Gravitas: "Gravedad". Un sentido de la importancia de la cuestión que nos ocupa, responsabilidad y seriedad. Se puede traducir en el sentido de dignidad, pero fue tomada por los romanos en el sentido de solidez. Fue esta cualidad de peso y conducta sobria la que les hacía soportar las grandes dificultades y a su sistema de gobierno, de hecho a todas las cosas romanas. Estimulando la fortaleza en lugar de quebrarse por la presión; poder y fuerza brutal en vez de delicadeza. Impulsado por los hechos y no por las emociones o la imaginación endeble.

Honestas: "Respetabilidad". La imagen que se presenta como un miembro respetable de la sociedad.

Humanitas: "Humanidad". Refinamiento, aprendizaje, y ser culto.

Industria: "Laboriosidad". Trabajo duro. El valor para actuar y el ánimo para soportar. Nunca renunciar, independientemente de las circunstancias. Entendiendo que ellos eran más grandes que las circunstancias, es lo que le dio a los romanos el valor de tener éxito.

Pietas: "Sentido del deber". Más que la piedad religiosa, el respeto por el orden natural, social, político y religioso. Incluidas en estas ideas estaban las prácticas del patriotismo y la devoción por los demás.

Prudentia: "Prudencia". Previsión, sabiduría y discreción personal. Sigue tu misión y vocación de vida, desarrolla pensamientos alegres. Siembra un carácter y cosecha tu destino.

Salubritas: "Salubridad". Salud y limpieza. "La salud es una parte muy importante de todo el sistema que causa inmortalidad y longevidad."

Severitas: "Severidad". Gravedad, auto-control.
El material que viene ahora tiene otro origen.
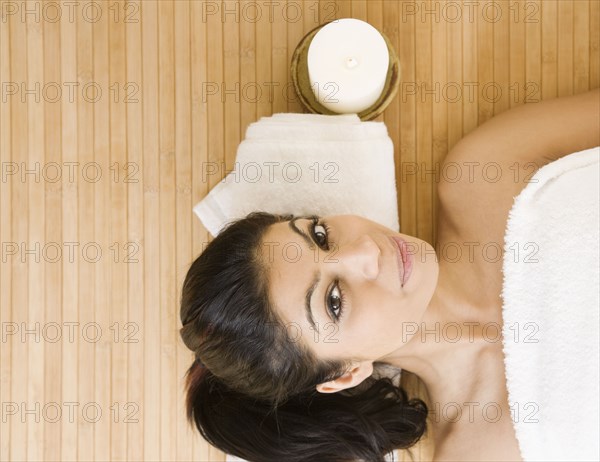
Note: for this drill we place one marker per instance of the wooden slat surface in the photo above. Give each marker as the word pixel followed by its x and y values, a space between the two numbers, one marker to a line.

Veritas: "Verdad". Honestidad en el trato con los demás.
Así que Roma fue a conquistar el mundo mediterráneo que incluía el norte de África, en el que en ese entonces destacaba el Imperio de Cartago (actual Túnez). Pero con Cartago se trataba de una gran confrontación, porque tenían un gran general de nombre Aníbal.

En el año 218 aC Aníbal salió de España para invadir Italia. Contaba con cerca de 40 mil soldados y 700 elefantes africanos. Estos elefantes estaban destinados a sembrar el terror en el corazón de los romanos. Sin embargo, para cuando Aníbal cruzó los Alpes, había perdido a la mitad de sus soldados y a todos los elefantes. Pero aún así, Aníbal era un general tan brillante que debilitó a Roma. Era tan listo y tan buen combatiente que por el año 216 aC ya estaba acampando bajo los muros de Roma.

Afortunadamente, cuando Aníbal le pidió a otras ciudades de Italia que se unieran a él en contra de Roma, no le hicieron caso. La política liberal y el apego a Roma había dado sus frutos. Mientras Aníbal buscaba apoyo, la flota romana le cortó la alimentación y las tropas después desembarcaron por primera vez en España y luego en el norte de África, cerca de Cartago. Aníbal se vio obligado a regresar a su patria para defender su territorio y Roma se salvó. Y cuando dos siglos después Cartago fue de nuevo a la guerra contra Roma, los romanos arrasaron la ciudad de Cartago. Literalmente la derrumbaron.